这些都是相当简单的解析代码，我们在过去已经见过很多类似的代码。上面代码中一个有趣的部分是为二元操作符设置FnName的几行。这将为新定义的“@”操作符构建类似“binary@”的名称。然后，它利用了LLVM符号表中的符号名允许包含任何字符的事实，包括嵌入的空字符

下一个要添加的有趣的东西是对这些二元运算符的编码支持。给定我们当前的结构，这是对现有二元操作符节点的默认情况的简单添加：

Value *BinaryExprAST::codegen() {
  Value *L = LHS->codegen();
  Value *R = RHS->codegen();
  if (!L || !R)
    return nullptr;

  switch (Op) {
  case '+':
    return Builder->CreateFAdd(L, R, "addtmp");
  case '-':
    return Builder->CreateFSub(L, R, "subtmp");
  case '*':
    return Builder->CreateFMul(L, R, "multmp");
  case '<':
    L = Builder->CreateFCmpULT(L, R, "cmptmp");
    // Convert bool 0/1 to double 0.0 or 1.0
    return Builder->CreateUIToFP(L, Type::getDoubleTy(*TheContext),
                                "booltmp");
  default:
    break;
  }

  // If it wasn't a builtin binary operator, it must be a user defined one. Emit  a call to it.
  Function *F = getFunction(std::string("binary") + Op);
  assert(F && "binary operator not found!");

  Value *Ops[2] = { L, R };
  return Builder->CreateCall(F, Ops, "binop");
}

正如您在上面看到的，新代码实际上非常简单。它只是在符号表中查找相应的操作符，并生成对它的函数调用。由于用户定义的操作符只是作为普通函数构建的（因为“原型”归结为具有正确名称的函数），所以一切都井然有序。

我们缺少的最后一段代码，是一些生成代码：

Function *FunctionAST::codegen() {
  // Transfer ownership of the prototype to the FunctionProtos map, but keep a
  // reference to it for use below.
  auto &P = *Proto;
  FunctionProtos[Proto->getName()] = std::move(Proto);
  Function *TheFunction = getFunction(P.getName());
  if (!TheFunction)
    return nullptr;

  // If this is an operator, install it.
  if (P.isBinaryOp())
    BinopPrecedence[P.getOperatorName()] = P.getBinaryPrecedence();

  // Create a new basic block to start insertion into.
  BasicBlock *BB = BasicBlock::Create(*TheContext, "entry", TheFunction);
  ...

基本上，在对函数进行编码之前，如果它是用户定义的操作符，我们将其注册到优先级表中。这允许我们已有的二元运算符解析逻辑来处理它。由于我们正在研究一个完全通用的操作符优先解析器，这就是我们需要做的“扩展语法”

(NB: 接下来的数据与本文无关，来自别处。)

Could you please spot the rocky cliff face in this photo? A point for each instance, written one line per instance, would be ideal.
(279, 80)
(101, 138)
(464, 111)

现在我们有了有用的用户定义二元运算符。这在我们之前为其他操作符构建的框架上建立了很多。添加一元操作符比较有挑战性，因为我们还没有任何框架——让我们看看需要什么。

6.4. 用户定义一元操作符

由于我们目前在Kaleidoscope语言中不支持一元操作符，因此我们需要添加所有内容来支持它们。上面，我们为词法分析器添加了对'unary'关键字的简单支持。除此之外，我们还需要一个AST节点：

/// UnaryExprAST - Expression class for a unary operator.
class UnaryExprAST : public ExprAST {
  char Opcode;
  std::unique_ptr<ExprAST> Operand;

public:
  UnaryExprAST(char Opcode, std::unique_ptr<ExprAST> Operand)
    : Opcode(Opcode), Operand(std::move(Operand)) {}

  Value *codegen() override;
};

到目前为止，这个AST节点非常简单和明显。它直接镜像二元运算符AST节点，只不过它只有一个子节点。因此，我们需要添加解析逻辑。解析一元操作符非常简单：我们将添加一个新函数来完成它：

/// unary
///   ::= primary
///   ::= '!' unary
static std::unique_ptr<ExprAST> ParseUnary() {
  // If the current token is not an operator, it must be a primary expr.
  if (!isascii(CurTok) || CurTok == '(' || CurTok == ',')
    return ParsePrimary();

  // If this is a unary operator, read it.
  int Opc = CurTok;
  getNextToken();
  if (auto Operand = ParseUnary())
    return std::make_unique<UnaryExprAST>(Opc, std::move(Operand));
  return nullptr;
}

这里我们添加的语法非常简单。如果在解析主操作符时看到一元操作符，则将该操作符作为前缀吃掉，并将其余部分解析为另一个一元操作符。这允许我们处理多个一元操作符（例如“！！x”）。请注意，一元操作符不能像二元操作符那样具有二义性解析，因此不需要优先级信息。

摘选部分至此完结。